I have been looking at different option strategies, but none of them seem to have a reasonable chance of making any consistent profits once you factor in risk reward, premiums paid and time decay. Everything is priced to basically cause maximum pain to everybody. The strategies I was analyzing were Singles, spreads, iron condors, butterflys. Prove me wrong.
Consistent profits will be made trading with edge, not with any specific strategies. Finding that edge is the tough part, but it is possible.

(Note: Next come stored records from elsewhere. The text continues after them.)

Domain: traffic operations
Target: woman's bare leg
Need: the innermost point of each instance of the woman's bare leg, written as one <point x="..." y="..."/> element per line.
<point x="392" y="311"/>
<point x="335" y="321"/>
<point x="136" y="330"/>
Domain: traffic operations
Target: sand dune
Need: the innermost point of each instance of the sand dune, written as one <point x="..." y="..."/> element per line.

First I suggest you change your mindset completely because it is wrong about investing in general. Options are tools...the tools do their job when used correctly. Options dont make consistent profits just because they exist, you have to make the right decisions on the direction/magnitude/timing/volatility of the underlying and know which options work in which situation. Do you walk in to a construction site and throw a hammer on the floor and complain that the house is not being built so the hammer is useless. If you buy a call on a stock without understanding volatility and time decay or the stock goes down instead....you are the problem....not the option. If you do not understand the basics above, then you definitely have no business looking at iron condors and butterflys... Only thing I can prove is you do not know what options are and how they work and are trying to blame the options for your poor judgment in selecting the underlying stock's direction/magnitude/timing and current IV.

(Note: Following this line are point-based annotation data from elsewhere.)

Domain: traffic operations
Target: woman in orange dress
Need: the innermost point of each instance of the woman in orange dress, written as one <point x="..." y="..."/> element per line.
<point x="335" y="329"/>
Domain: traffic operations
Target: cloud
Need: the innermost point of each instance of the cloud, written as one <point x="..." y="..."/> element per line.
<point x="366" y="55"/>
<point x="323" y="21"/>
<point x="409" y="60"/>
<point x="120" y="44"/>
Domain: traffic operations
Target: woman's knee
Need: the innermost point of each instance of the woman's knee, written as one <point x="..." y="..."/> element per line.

Didn't take long for the house "pro" to make an appearance. You are missing my point entirely because you were so eager to pounce. We all understand this...my reasoning is that option strategies are a fools errand. To use your analogy against you. Options are like getting all the tools needed to build a house, but then the prices of materials sky rocket and you lose, or you run out of time on your permits so you lose, or housing prices plummet so you lose...oh but 3/10 times things work out ok so you recover some of your losses. Unless you have read this and understand it cover to cover then I would be pretty comfortable in assuming I understand more about options than you do. Also, you prove my entire point because if you are not using options as a tool to compliment the underlying then it is a fools errand. IE the stock repair strategy is a good example of using options and the underylying in tandem. So again, prove me wrong. As an EW trader one does have an edge of statistically getting directional bias correct in the time frame of the option, but even then the pricing makes it more than likely you will end up at break even or slightly better most of the time because of the premium you pay. Basically the problem with options is having to over come the premium.
Tell that to the legions of people who are making (and losing) money on the 0-DTE train running at full speed. You don't seem to be looking for anyone to change your mind or prove you wrong, because your mind is already made up with this attitude... Go seek destriero's posts, and if you can decipher them maybe you'll be proven wrong?

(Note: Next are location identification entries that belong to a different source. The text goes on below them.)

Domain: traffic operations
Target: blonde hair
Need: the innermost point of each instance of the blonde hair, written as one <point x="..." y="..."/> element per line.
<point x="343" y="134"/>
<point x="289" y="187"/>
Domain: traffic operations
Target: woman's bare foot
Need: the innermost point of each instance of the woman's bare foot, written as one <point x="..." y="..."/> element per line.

Actually imo 0-3 DTE are the least risky if you know how to manage them. The important part is not oversizing your positions. I eeked out about $1000 in a week of trading 0-1 DTE's with less than 1% risk as a rule. I would also hold them over night, actually I preferred purchase 1 dte and hold overnight. Anyway, it felt like I earned that $1000 because it was a grind, and I looked at is as not gaining $1k but losing out on 10k so started to over size and gave it back pretty quickly. My point is, done correctly, and if you don't mind having to trade every day then it might be the best way to go.